Yoka described the reform as “a formidable contribution to the fight against corruption and anti-values,” signalling a renewed call for accountability across state agencies.
Civil-society delegate Reine Ndinga welcomed the pledge, saying transparent numbers can “rebuild trust between taxpayers and the administration” while giving parliament stronger tools to oversee spending.
Legislative path and implementation timeline
The draft manual will now be finalised by a technical committee before submission to cabinet and, eventually, to lawmakers for adoption into the public-finance code.
If enacted within the envisaged 2024 timeline, Congo could begin publishing IPSAS-compliant statements from fiscal year 2025, placing the country among the transparency frontrunners of the CEMAC zone.
Regional integration and global benchmarks
Congo’s move dovetails with the Economic and Monetary Community of Central Africa’s convergence plan, which urges members to lower deficits below three percent of GDP and publish harmonised fiscal statistics.
Cameroon and Gabon began implementing IPSAS in 2019; by signalling the same intent, Brazzaville aims to avoid reputational gaps and to ease cross-border investment decisions.
The International Budget Partnership’s latest survey placed Congo in the “low transparency” bracket, but officials believe the forthcoming law could lift the score by at least 20 points.
Digital platforms underpinning the reform
A cloud-based integrated financial management system is being rolled out to link treasury, customs and tax directorates, allowing real-time exchange of ledgers and cutting manual reconciliations.

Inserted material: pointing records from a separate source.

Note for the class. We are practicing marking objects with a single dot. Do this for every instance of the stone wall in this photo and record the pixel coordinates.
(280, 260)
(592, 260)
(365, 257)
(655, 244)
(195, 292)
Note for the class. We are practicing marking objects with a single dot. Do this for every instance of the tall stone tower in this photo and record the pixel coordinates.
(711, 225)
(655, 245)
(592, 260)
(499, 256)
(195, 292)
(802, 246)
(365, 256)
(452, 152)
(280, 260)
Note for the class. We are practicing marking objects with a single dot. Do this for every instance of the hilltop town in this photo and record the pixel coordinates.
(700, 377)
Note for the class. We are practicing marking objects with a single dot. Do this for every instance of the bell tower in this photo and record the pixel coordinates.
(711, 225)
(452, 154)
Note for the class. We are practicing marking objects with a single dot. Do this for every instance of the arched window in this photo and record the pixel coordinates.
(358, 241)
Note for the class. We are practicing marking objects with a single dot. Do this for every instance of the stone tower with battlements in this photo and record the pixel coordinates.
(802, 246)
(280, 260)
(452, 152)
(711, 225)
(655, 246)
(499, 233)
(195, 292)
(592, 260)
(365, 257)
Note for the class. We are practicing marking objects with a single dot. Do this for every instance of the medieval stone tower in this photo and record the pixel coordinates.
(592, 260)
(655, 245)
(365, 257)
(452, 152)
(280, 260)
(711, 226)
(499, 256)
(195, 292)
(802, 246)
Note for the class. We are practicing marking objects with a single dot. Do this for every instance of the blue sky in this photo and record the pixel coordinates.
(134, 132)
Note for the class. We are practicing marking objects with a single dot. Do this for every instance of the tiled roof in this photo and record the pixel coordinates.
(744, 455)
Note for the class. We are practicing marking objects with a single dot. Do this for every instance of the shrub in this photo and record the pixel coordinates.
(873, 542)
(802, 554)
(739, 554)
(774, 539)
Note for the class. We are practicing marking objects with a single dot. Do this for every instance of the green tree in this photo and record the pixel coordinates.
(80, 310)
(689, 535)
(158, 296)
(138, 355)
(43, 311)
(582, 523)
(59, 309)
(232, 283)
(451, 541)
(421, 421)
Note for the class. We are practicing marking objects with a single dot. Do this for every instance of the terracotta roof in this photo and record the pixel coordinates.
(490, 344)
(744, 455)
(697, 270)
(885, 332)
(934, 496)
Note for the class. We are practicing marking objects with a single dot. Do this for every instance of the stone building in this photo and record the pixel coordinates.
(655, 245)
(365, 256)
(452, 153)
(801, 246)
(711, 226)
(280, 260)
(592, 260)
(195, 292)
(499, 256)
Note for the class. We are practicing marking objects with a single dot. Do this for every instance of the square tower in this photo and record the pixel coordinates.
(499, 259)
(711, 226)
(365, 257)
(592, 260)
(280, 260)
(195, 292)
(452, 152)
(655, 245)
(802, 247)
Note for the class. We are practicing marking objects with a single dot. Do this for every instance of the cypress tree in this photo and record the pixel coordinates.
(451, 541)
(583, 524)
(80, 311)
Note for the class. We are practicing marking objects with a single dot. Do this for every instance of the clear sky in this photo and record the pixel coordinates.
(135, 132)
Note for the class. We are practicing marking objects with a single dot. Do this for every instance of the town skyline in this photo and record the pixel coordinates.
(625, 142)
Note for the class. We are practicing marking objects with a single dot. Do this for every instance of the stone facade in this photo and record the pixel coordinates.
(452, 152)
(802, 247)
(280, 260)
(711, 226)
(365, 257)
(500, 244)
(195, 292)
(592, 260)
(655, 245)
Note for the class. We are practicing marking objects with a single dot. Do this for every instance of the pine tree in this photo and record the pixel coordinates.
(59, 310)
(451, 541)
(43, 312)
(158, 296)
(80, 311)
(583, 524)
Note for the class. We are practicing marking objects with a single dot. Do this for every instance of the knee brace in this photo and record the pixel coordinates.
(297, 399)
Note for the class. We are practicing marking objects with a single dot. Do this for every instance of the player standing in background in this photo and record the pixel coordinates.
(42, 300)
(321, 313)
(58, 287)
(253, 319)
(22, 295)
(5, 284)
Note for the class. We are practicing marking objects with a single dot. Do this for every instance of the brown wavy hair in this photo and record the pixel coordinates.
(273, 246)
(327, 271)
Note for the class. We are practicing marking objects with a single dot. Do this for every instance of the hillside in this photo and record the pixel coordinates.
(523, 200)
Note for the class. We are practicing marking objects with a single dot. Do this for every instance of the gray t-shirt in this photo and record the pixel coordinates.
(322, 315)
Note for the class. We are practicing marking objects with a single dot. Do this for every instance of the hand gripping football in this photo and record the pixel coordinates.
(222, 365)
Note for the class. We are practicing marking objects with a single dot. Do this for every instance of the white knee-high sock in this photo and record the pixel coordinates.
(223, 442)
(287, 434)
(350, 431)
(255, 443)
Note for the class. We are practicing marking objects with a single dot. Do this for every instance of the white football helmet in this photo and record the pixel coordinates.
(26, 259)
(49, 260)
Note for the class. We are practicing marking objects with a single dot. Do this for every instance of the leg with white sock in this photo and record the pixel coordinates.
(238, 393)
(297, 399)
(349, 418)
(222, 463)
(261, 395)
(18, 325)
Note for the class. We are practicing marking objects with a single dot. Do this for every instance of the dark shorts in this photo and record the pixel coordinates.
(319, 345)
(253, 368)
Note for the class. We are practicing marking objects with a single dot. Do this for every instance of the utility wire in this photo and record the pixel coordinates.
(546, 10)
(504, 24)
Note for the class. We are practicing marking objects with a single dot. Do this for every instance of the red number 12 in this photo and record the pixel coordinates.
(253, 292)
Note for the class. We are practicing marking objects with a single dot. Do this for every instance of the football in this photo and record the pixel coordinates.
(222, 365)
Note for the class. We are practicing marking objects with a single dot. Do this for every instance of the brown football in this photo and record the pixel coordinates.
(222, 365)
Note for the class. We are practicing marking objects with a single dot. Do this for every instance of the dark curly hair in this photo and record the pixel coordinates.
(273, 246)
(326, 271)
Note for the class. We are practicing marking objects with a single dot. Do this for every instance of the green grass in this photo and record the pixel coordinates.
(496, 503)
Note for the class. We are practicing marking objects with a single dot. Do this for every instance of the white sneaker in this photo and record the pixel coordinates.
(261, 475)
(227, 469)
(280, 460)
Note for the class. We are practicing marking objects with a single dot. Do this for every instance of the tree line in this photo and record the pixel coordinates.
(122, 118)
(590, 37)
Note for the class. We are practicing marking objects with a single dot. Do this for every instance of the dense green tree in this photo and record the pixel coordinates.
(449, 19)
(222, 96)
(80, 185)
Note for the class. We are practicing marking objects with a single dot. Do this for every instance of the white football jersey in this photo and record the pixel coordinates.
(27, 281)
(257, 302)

Training sessions for 600 accountants and IT officers are scheduled between October and December, funded through a five-million-dollar World Bank grant.
Signals watched by private investors
Port operators in Pointe-Noire said predictable reporting will help them structure port-fee securitisation deals, a financing tool floated to expand container capacity.
The Congolese Business Federation noted that transparent state accounts could accelerate the planned listing of national oil distributor SNPC on the regional stock exchange.
Scholars weigh benefits and risks
Professor Aimé Tchicaya of Marien Ngouabi University said the accounting overhaul “offers a rare opportunity to bridge the gap between macroeconomic projections and the day-to-day reality of hospital managers who need timely disbursements.”
He cautioned, however, that without sustained political backing “systems risk sliding back into old habits,” underscoring the need for annual reviews and public outreach.
Donor community’s expectations
World Bank country manager Cheick Kanté applauded the government’s “proactive stance,” stating that disbursements under existing development policy loans could be accelerated once the manual and its enforcement decrees are enacted.
An IMF technical mission expected later this year will examine whether the proposed classifications align with Government Finance Statistics 2014, a prerequisite for the next review of the Extended Credit Facility programme.
Diplomats from the EU delegation indicated informally that higher transparency could unlock budget-support discussions shelved since 2017, provided that quarterly execution reports are published online without delay.
Such timely publication would also aid credit-rating agencies assessing sovereign risk.